A incúria chegou ao ponto de que o país que vive ameaçando outros a torto e a direito, por supostamente ‘roubarem’ sua avançadíssima tecnologia, por dois meses não conseguia testar ninguém e recusava o teste da OMS (da qual, aliás, se retirou, por motivos mentirosos, como a entrevista de fevereiro mostrou).
No Twitter, viralizou #TrumpLiedAmericansDied (TrumpMentiu AmericanosMorreram). Trump tem buscado imitar Nixon e seu apelo à “maioria silenciosa”.
Na verdade, não é à maioria nenhuma; ele só quer ganhar no colégio eleitoral, por uns milhares de votos que seja, de preferência cavalgando fake news e outras trapaças do manual da Cambridge Analytica, mesmo que perca por milhões de votos na eleição nacional.
Na investigação do Watergate, a pergunta que puxou o tapete sobre os pés de Nixon foi “o que ele soube, quando ele soube”. Uma pergunta que merece ser respondida, agora, às famílias de 190 mil norte-americanos – mais do que em qualquer guerra de que os EUA tenham participado, com exceção da II Guerra Mundial.
Também a milhões de famílias que perderam o emprego, ou estão ameaçadas de despejo, como consequência da inépcia de Trump, que não pode sequer usar mais o obscurantismo como folha de parreira. E os seis milhões de famílias, cujos integrantes ficaram infectados e temeram por suas vidas.
Entre os infectologistas, é corrente que se o enfrentamento da pandemia tivesse começado duas semanas antes, uma parte substancial dessas mortes teria sido evitada. Ao enfrentar a pandemia de frente, e não com tergiversações e mentiras, muito da devastação econômica poderia ter sido evitada.
Pelo menos esse é o exemplo dado pela China. Colocou a ciência no posto de comando, chamou o povo inteiro a vencer a “guerra popular científica”, recuou organizadamente a economia, socorreu e apoiou a população de Wuhan e da província de Hubei, foi reativando de forma disciplinada e, depois de cair 6,8% no primeiro trimestre, no segundo já teve crescimento (3,2% ano sobre ano).
Mas talvez o mais importante sobre a eleição seja a última observação do diretor do Instituto Nacional de Saúde, Collins, à CNN, em que lamentou que as medidas de mitigação de senso comum haviam se tornado politizadas e acrescentou que se alienígenas chegassem à Terra, vendo o comportamento dos norte-americanos em meio à pandemia, concluiriam que o planeta não tinha futuro.

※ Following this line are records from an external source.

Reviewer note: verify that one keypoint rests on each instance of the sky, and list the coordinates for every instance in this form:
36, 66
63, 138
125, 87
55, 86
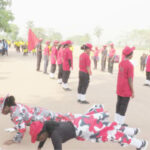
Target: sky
77, 17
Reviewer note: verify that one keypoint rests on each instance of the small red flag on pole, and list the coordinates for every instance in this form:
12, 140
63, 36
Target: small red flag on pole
32, 40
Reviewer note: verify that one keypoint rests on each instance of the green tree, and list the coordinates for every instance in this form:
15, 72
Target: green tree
6, 15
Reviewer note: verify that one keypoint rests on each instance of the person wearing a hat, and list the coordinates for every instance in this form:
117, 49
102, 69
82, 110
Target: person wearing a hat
96, 57
39, 54
104, 57
67, 64
125, 88
59, 62
90, 127
46, 56
147, 82
84, 73
111, 58
53, 59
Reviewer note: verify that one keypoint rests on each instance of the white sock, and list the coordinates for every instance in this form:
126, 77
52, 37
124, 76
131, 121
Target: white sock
136, 142
79, 96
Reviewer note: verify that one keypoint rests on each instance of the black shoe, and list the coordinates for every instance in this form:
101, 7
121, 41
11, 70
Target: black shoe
143, 146
84, 102
125, 125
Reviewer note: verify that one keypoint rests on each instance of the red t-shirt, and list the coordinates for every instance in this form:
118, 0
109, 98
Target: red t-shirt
148, 64
126, 71
59, 56
84, 62
53, 55
112, 53
67, 55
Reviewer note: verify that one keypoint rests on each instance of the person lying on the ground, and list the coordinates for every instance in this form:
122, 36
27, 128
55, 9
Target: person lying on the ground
60, 132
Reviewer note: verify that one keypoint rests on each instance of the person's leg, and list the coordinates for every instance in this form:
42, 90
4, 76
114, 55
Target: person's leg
53, 68
80, 84
121, 108
38, 62
85, 81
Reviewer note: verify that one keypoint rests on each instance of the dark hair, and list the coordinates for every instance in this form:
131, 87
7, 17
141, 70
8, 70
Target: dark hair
10, 101
84, 47
129, 54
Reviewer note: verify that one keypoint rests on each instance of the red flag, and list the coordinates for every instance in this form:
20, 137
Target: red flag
32, 40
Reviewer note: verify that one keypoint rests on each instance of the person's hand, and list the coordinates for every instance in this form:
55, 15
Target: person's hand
10, 130
132, 95
9, 142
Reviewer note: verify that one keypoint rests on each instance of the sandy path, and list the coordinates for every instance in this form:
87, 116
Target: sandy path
19, 78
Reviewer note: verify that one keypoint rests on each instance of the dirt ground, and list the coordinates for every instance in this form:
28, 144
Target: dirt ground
18, 77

“Como chegamos aqui?”, questionou Collin. “Imagine que você fosse um alienígena que pousou no planeta Terra e viu que nosso planeta estava afligido por uma doença infecciosa e que as máscaras eram uma forma eficaz de prevenir a propagação”, disse o cientista, ao ser indagado sobre o comício de Trump na noite de quinta-feira.

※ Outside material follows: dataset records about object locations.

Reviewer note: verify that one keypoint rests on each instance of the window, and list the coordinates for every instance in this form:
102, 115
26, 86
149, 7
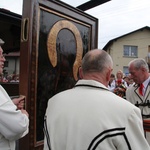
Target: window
130, 51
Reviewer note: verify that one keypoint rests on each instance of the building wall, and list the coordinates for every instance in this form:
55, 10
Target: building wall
140, 38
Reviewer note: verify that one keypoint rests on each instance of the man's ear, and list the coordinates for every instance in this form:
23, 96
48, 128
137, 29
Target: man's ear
80, 73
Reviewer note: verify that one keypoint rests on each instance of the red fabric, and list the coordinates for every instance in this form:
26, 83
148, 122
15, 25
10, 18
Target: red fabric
141, 89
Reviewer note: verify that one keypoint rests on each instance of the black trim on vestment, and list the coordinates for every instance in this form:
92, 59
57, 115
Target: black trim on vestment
107, 134
46, 133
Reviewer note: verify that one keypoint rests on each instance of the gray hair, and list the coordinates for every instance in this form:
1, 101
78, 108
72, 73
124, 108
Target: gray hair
139, 63
96, 62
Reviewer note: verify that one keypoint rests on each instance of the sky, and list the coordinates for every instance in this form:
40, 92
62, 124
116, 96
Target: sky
116, 17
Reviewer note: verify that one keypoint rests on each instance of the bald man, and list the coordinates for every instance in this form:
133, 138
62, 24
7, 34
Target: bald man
89, 116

“E, no entanto, quando você circulava, via algumas pessoas que usavam e outras que não as usavam. E, ao tentar descobrir o porquê, descobrisse que dependia do partido político deles”, acrescentou.
Para finalizar: “e você coçaria a cabeça e pensaria: ‘este não é um planeta cujo futuro promete, se algo tão simples pode ser de tal forma distorcido na tomada de decisões, de um modo que realmente não faz sentido.”

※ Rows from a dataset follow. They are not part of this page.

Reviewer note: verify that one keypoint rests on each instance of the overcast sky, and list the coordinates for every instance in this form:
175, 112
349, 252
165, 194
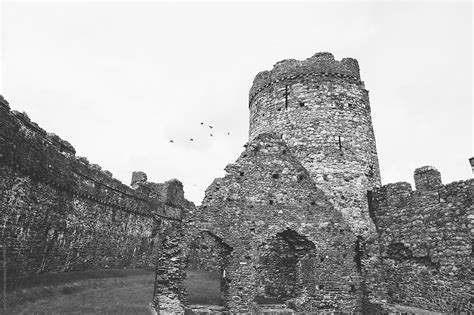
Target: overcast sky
119, 80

Bem, o alienígena poderia ter um pouco mais de sorte e não aterrar nos EUA ou no Brasil, o que dá uma margem ao futuro do planeta.
Mas quanto ao problema em curso nos EUA, a descrição é consistente. Como disse um ex-chefe do Pentágono, Trump é o primeiro presidente norte-americano que não se preocupa em unir os americanos – e nem finge tentar.